Drug addicts: Are they weak-willed? Or really lacking in power to change?
I can think of times in my life when I was super strong-willed to get what I wanted, and through hard work, I was a high achiever in school. I never gave up on what I wanted. In older life I lost eleven stone in weight through sheer will and determination. I knew I wasn’t a weak-willed person.
When it came to addiction however, it just seemed I had no will power – it just didn’t come into the equation. I had tried changing everything I could: holidays, detoxes, location, friendships, life circumstances, girlfriends, reading books – I had tried pretty much everything, but I just could not stay stopped.

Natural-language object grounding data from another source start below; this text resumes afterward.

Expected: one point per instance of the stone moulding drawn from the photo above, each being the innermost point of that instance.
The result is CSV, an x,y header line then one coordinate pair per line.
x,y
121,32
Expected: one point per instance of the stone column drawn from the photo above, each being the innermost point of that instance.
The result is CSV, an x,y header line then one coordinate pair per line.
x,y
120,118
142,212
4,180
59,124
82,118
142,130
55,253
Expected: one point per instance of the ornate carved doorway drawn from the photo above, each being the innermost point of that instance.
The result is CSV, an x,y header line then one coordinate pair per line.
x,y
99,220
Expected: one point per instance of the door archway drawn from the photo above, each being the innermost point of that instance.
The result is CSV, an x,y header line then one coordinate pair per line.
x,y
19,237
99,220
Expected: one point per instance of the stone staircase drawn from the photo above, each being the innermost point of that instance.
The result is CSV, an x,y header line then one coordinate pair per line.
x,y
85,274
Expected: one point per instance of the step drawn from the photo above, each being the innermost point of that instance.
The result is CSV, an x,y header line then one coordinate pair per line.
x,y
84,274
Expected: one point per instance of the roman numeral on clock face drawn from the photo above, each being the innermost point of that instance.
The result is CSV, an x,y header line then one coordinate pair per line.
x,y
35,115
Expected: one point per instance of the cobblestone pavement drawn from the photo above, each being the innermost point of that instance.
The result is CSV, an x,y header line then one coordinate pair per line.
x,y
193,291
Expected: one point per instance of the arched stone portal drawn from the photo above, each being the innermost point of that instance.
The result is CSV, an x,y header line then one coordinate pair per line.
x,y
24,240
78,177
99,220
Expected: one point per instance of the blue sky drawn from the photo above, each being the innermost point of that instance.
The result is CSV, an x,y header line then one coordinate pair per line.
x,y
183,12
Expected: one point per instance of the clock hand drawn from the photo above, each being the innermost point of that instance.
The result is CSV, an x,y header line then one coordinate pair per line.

Every now and again I would come up with a new idea, but they never amounted to much. It got to the point where I sunk into my addiction more, feeling completely disheartened and succumbing to the fact I would just be a using addict forever.
I stopped speaking to “normal” people because they just didn’t get it. At times when I was caught vulnerable, and someone seemed safe to talk to, I’d come up with some reason why I was acting in that way. But as people didn’t seem to know what to do, they’d just say something like: “You’ve got no will power”, “You need to get a job, hobby, life”, “If I was in your shoes… (insert crazy idea here)”, “Get a girlfriend that will settle you down”. The list went on…
Little did I know that it would go on like that to bitter ends, jails and institutions. I came close to death, but got lucky. People eventually gave up on me due to their inability to understand why I didn’t “just stop”.
Is Addiction a Disease? Does it Really Matter?
The National Institute On Drug Abuse (NIH) says the following:
“Addiction is defined as a chronic, relapsing brain disease that is characterized by compulsive drug–seeking and use, despite harmful consequences. It is considered a brain disease because drugs change the brain—they change its structure and how it works. These brain changes can be long-lasting, and can lead to the harmful behaviors seen in people who abuse drugs.” (https://www.drugabuse.gov/publications/drugs-brains-behavior-science-addiction/drug-abuse-addiction)
There are various arguments for and against the disease concept, but in my own circle of recovery and my own practice, I prefer to focus on something useful: the solution. After all, we all love a good debate don’t we? Conspiracy theories and whether addiction is a disease or not. Think about it, what’s going to change either way?
When I finally reached my limits and was just sick and tired, I was introduced to mutual aid. There weren’t many meetings available at the time, and little did I know, it would be life-changing for me. Twenty-two years later, I’d gone from a chronic addict who could not go a day clean, to having not used drugs or alcohol for over twenty-two years. That’s a big statement in itself.
So what changed?
Did I all of a sudden get a second wind of extra will-power? I don’t think so. No, I got to the point where I was broken, desperate, isolated, lonely, with nobody left in my life. I had to surrender, as there was just nothing else that I could try.
The Oxford English Dictionary defines disease as ‘a disorder of structure or function in a human, animal, or plant, especially one that produces specific symptoms or that affects a specific location and is not simply a direct result of physical injury’. As a psychotherapist today, I am often looking at the word ‘disordered’ and what it truly means to live your life on a disordered level. Looking back at my past, there was very little, if any, accessible rational thinking that I had the power to act on. I would have all sorts of great ideas about stopping using drugs, but the next morning when I had none, there was only one thing on my mind.
As per the NIH description of addiction, and despite the harmful consequences, I continued to be destructive and continued using drugs. I would argue that I was less destructive while on drugs than off them; when I didn’t have any, then my behavior was off the wall.
Despite going through all that in younger life, I have lived most of my adult life drug and alcohol free; and have been a responsible and happy member of society. I channel my energy into helping others and into being productive. I believe that in life, there is often far too much focus on the problem and not enough on the solution.
Is addiction a disease? Who really cares? Just do whatever works for you and be happy.